You need following files as input:

  • Chen-Stereo_seq-E15.5-s1.h5ad: down sampled Stereo-seq dataset 1, download from here

  • Chen-Stereo_seq-E15.5-s2.h5ad: down sampled Stereo-seq dataset 2, download from here

[1]:
# uncomment this if you want to use interactive plot (only works in Jupyter not works in VScode)
# %matplotlib widget

import scanpy as sc
import numpy as np
import pandas as pd

import scSLAT
from scSLAT.model import Cal_Spatial_Net, load_anndatas, run_SLAT, spatial_match
from scSLAT.viz import match_3D_multi, hist, Sankey
from scSLAT.metrics import region_statistics
[2]:
sc.set_figure_params(scanpy=True, dpi=100, dpi_save=150, frameon=True, vector_friendly=True, fontsize=14)

Load datasets

First, we need to prepare the single cell spatial data into AnnData objects.

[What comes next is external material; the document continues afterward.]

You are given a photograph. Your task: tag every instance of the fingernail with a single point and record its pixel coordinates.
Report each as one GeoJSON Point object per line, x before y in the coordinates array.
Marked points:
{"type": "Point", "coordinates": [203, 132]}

AnnData is the standard data class we use in scSLAT. See their documentation for more details if you are unfamiliar, including how to construct AnnData objects from scratch, and how to read data in other formats (csv, mtx, loom, etc.) into AnnData objects.

Here we just load existing h5ad files, which is the native file format for AnnData. The h5ad files used in this tutorial can be downloaded from here:

[3]:
adata1 = sc.read_h5ad('./Chen-Stereo_seq-E15.5-s1.h5ad')
adata2 = sc.read_h5ad('./Chen-Stereo_seq-E15.5-s2.h5ad')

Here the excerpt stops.